The Chronicle

Mum gives evidence during trial

- John Weekes John.Weekes@newsregion­almedia.com.au

MURDER accused Brenden Jacob Bennetts insisted Jayde Kendall would “come back” when police asked him about the missing 16-year-old.

“I don’t know where she is. I swear, if I knew, I would tell you guys,” Mr Bennetts told police.

“She’ll come back when she’s ready.”

Bennetts (right) claimed he consoled the Lockyer District High School student when she was upset.

“I said ‘nothing lasts forever’ and ‘even the darkest points will end eventually. She seemed to like that’.”

In the police interview played in Brisbane Supreme Court, Bennetts claimed Jayde wanted to go to Brisbane.

“Something about seeing the city lights at night,” he added.

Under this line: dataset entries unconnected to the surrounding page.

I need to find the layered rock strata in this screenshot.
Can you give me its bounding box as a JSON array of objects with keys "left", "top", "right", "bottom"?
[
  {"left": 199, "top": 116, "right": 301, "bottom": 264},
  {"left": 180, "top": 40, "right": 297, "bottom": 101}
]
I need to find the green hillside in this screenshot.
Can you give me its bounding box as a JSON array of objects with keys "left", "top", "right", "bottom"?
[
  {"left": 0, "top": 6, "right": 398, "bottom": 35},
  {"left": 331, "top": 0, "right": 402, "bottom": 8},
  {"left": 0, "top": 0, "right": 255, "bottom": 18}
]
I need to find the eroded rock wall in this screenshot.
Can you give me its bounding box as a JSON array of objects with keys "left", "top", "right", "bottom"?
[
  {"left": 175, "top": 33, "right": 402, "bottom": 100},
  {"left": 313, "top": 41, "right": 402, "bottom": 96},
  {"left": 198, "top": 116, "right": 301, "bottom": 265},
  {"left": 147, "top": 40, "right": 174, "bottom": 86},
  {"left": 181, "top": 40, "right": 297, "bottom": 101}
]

That interview with homicide detectives Christophe­r Knight and Murray O’Connell happened after Jayde’s disappeara­nce, and before her body was found on August 27, 2015.

Bennetts, 21, has pleaded guilty to interferin­g with a corpse, and to manslaught­er but he pleaded not guilty to murdering Jayde.

Fighting back tears, Wanda Bennetts gave evidence at her son’s murder trial.

She said she asked her son about interactio­ns he had with police.

“Brenden told me that they’d taken his car and his laptop and his phone and he told me that he’d picked Jayde up from school ... and he dropped her off at a bus station and that she had texted him on the Thursday asking for a favour,” Ms Bennetts said.

“I said I was angry, pissed off. I started crying. I asked him ‘How come you never said anything?’ He said he was scared.”

Later, the court was shown an interview from August 19, 2015, with Detective Senior Constable Andrew Lowe and Brenden’s sister, who was 13 at the time.

“My brother felt guilty because he didn’t think she was going to go missing. If something happens to her now, Brenden’s going to be feeling guilty forever,” the girl said at Laidley police station.

The teenager had recently seen a movie and the cop asked her about it.

“Ironically it was about a girl who runs away and then she goes missing. It was a really bad movie,” Brenden’s sister said.

Jayde had disappeare­d five days earlier.